For a monad M, Is it possible to turn A => M[B] into M[A => B]?
I've tried following the types to no avail, which makes me think it's not possible, but I thought I'd ask anyway. Also, searching Hoogle for a -> m b -> m (a -> b) didn't return anything, so I'm not holding out much luck.
No, it can not be done, at least not in a meaningful way.
Consider this Haskell code
action :: Int -> IO String
action n = print n >> getLine
This takes n first, prints it (IO performed here), then reads a line from the user.
Assume we had an hypothetical transform :: (a -> IO b) -> IO (a -> b). Then as a mental experiment, consider:
action' :: IO (Int -> String)
action' = transform action
The above has to do all the IO in advance, before knowing n, and then return a pure function. This can not be equivalent to the code above.
To stress the point, consider this nonsense code below:
test :: IO ()
test = do f <- action'
putStr "enter n"
n <- readLn
putStrLn (f n)
Magically, action' should know in advance what the user is going to type next! A session would look as
42 (printed by action')
hello (typed by the user when getLine runs)
enter n
42 (typed by the user when readLn runs)
hello (printed by test)
This requires a time machine, so it can not be done.
No, it can not be done. The argument is similar to the one I gave to a similar question.
Assume by contradiction transform :: forall m a b. Monad m => (a -> m b) -> m (a -> b) exists.
Specialize m to the continuation monad ((_ -> r) -> r) (I omit the newtype wrapper).
transform :: forall a b r. (a -> (b -> r) -> r) -> ((a -> b) -> r) -> r
Specialize r=a:
transform :: forall a b. (a -> (b -> a) -> a) -> ((a -> b) -> a) -> a
Apply:
transform const :: forall a b. ((a -> b) -> a) -> a
By the Curry-Howard isomorphism, the following is an intuitionistic tautology
((A -> B) -> A) -> A
but this is Peirce's Law, which is not provable in intuitionistic logic. Contradiction.
The other replies have nicely illustrated that in general it is not possible to implement a function from a -> m b to m (a -> b) for any monad m. However, there are specific monads where it is quite possible to implement this function. One example is the reader monad:
data Reader r a = R { unR :: r -> a }
commute :: (a -> Reader r b) -> Reader r (a -> b)

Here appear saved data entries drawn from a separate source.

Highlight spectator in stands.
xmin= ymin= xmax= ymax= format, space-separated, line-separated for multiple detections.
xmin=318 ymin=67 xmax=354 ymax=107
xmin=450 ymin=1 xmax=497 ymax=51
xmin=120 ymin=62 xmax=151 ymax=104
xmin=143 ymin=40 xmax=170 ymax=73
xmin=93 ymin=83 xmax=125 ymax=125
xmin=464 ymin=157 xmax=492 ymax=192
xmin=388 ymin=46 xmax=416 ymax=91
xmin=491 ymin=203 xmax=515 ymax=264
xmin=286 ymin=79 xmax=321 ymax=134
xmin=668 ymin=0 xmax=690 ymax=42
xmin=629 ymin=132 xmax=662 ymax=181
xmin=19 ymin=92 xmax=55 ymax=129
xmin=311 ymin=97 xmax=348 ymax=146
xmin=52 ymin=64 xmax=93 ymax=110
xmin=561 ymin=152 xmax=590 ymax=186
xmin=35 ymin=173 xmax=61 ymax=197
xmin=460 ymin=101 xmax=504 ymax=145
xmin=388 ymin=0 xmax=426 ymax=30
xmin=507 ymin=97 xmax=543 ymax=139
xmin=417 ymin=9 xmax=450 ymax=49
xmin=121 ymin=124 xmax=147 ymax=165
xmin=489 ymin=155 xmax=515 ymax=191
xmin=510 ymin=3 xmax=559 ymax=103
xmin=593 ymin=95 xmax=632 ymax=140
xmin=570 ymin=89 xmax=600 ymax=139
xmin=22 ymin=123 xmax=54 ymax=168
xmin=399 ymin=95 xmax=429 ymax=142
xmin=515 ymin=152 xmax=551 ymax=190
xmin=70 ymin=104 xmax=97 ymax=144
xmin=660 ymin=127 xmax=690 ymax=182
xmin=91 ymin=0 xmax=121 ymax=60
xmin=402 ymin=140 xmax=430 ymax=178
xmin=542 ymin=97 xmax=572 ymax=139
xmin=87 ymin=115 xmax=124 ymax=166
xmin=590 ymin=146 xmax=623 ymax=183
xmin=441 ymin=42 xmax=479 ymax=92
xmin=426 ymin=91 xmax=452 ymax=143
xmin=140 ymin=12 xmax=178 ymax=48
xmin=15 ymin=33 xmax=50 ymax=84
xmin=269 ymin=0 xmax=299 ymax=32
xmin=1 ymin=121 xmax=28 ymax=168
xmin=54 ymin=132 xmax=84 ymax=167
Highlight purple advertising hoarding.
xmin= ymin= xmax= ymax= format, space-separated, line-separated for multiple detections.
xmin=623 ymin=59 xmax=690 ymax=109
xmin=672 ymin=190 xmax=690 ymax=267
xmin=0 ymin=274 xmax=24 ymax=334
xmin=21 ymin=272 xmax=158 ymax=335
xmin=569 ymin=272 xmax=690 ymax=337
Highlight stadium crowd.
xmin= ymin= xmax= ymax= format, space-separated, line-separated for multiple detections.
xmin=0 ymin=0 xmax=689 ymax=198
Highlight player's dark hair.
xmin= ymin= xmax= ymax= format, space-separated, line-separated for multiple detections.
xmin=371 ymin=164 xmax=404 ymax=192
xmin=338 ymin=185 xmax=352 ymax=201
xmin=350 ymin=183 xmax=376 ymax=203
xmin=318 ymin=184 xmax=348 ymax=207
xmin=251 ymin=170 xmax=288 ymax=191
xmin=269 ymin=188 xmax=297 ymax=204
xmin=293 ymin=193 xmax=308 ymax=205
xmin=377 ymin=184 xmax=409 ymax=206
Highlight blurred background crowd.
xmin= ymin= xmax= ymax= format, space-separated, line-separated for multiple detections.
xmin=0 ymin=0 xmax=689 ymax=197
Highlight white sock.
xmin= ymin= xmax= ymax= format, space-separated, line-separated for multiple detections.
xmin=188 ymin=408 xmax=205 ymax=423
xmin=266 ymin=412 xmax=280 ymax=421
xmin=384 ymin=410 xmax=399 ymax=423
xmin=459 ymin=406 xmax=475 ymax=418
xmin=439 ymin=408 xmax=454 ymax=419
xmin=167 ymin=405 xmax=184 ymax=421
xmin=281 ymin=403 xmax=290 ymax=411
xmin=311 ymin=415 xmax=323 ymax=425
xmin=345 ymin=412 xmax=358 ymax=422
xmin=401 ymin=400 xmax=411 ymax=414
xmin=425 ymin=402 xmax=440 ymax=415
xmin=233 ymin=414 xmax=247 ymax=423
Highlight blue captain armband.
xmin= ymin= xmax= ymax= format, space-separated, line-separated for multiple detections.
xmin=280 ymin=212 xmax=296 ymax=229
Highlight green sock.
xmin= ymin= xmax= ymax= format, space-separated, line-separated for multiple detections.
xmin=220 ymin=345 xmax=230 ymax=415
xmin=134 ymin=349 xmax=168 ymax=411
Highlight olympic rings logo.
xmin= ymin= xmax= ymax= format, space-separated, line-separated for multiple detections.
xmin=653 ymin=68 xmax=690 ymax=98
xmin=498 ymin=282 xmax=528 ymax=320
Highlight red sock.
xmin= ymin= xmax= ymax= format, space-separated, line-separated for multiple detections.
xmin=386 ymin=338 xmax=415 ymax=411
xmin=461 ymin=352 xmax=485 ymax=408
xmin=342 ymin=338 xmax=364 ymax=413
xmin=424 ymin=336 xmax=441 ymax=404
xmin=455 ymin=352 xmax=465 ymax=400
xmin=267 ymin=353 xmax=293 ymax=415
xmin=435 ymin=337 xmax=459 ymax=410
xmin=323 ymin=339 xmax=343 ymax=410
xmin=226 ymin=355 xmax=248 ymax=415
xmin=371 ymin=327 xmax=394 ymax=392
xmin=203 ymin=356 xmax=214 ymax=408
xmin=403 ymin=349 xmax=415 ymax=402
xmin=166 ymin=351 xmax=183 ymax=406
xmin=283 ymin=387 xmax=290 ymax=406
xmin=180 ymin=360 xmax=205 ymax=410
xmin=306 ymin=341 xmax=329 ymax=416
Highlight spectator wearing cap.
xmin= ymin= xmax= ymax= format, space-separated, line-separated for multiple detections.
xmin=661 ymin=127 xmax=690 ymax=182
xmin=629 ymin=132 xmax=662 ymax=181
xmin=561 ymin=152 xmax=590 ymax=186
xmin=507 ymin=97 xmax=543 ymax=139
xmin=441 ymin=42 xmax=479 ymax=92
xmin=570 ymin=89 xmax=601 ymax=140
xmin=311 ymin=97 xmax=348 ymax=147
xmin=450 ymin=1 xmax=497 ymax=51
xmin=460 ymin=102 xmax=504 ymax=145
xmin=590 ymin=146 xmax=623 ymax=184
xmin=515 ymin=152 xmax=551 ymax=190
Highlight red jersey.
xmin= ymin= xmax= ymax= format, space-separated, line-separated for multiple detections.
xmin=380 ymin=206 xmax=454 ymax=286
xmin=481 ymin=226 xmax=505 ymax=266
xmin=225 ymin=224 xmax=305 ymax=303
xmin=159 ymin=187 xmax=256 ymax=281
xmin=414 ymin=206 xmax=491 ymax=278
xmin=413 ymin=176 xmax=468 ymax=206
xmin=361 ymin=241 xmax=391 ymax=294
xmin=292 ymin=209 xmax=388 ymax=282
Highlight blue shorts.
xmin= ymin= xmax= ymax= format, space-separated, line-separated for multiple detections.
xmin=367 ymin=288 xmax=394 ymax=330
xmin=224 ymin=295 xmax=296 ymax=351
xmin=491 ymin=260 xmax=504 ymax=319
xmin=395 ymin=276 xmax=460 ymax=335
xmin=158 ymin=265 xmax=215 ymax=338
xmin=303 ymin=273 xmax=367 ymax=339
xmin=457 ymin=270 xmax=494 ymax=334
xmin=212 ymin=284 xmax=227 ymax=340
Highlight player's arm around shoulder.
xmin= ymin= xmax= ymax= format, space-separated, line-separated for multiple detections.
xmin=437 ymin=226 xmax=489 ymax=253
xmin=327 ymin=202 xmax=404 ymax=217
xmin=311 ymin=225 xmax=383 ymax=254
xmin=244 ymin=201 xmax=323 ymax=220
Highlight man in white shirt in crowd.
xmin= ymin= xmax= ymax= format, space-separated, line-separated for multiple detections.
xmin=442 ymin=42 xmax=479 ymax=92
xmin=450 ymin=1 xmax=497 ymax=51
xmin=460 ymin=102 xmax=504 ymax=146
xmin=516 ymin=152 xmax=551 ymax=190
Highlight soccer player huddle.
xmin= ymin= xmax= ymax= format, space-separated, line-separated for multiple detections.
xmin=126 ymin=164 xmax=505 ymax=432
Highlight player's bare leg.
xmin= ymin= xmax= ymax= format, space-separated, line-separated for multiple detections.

commute f = R $ \r a -> unR (f a) r
No.
For example, Option is a monad, but the function (A => Option[B]) => Option[A => B] has no meaningful implementation:
def transform[A, B](a: A => Option[B]): Option[A => B] = ???
What do you put instead of ???? Some? Some of what then? Or None?
Just to complete @svenningsson's answer. One example where it is particularly useful is in QuickCheck to generate random functions. The generator there is defined as:
newtype Gen a = MkGen {
unGen :: QCGen -> Int -> a
}
And it has a Monad instance which is in a sense Reader but with bind always splitting random generator for all sub-computations.
That means we can define a function which acts on a generator as a generator of functions!
promote :: (a -> Gen b) -> Gen (a -> b)
promote f = MkGen $ \gen n -> \a -> let MkGen h = f a in h gen n
And it is even more general in the library.
Now the problem is how to get a function which acts on generators in the first place, but that's another question which is nicely explained here.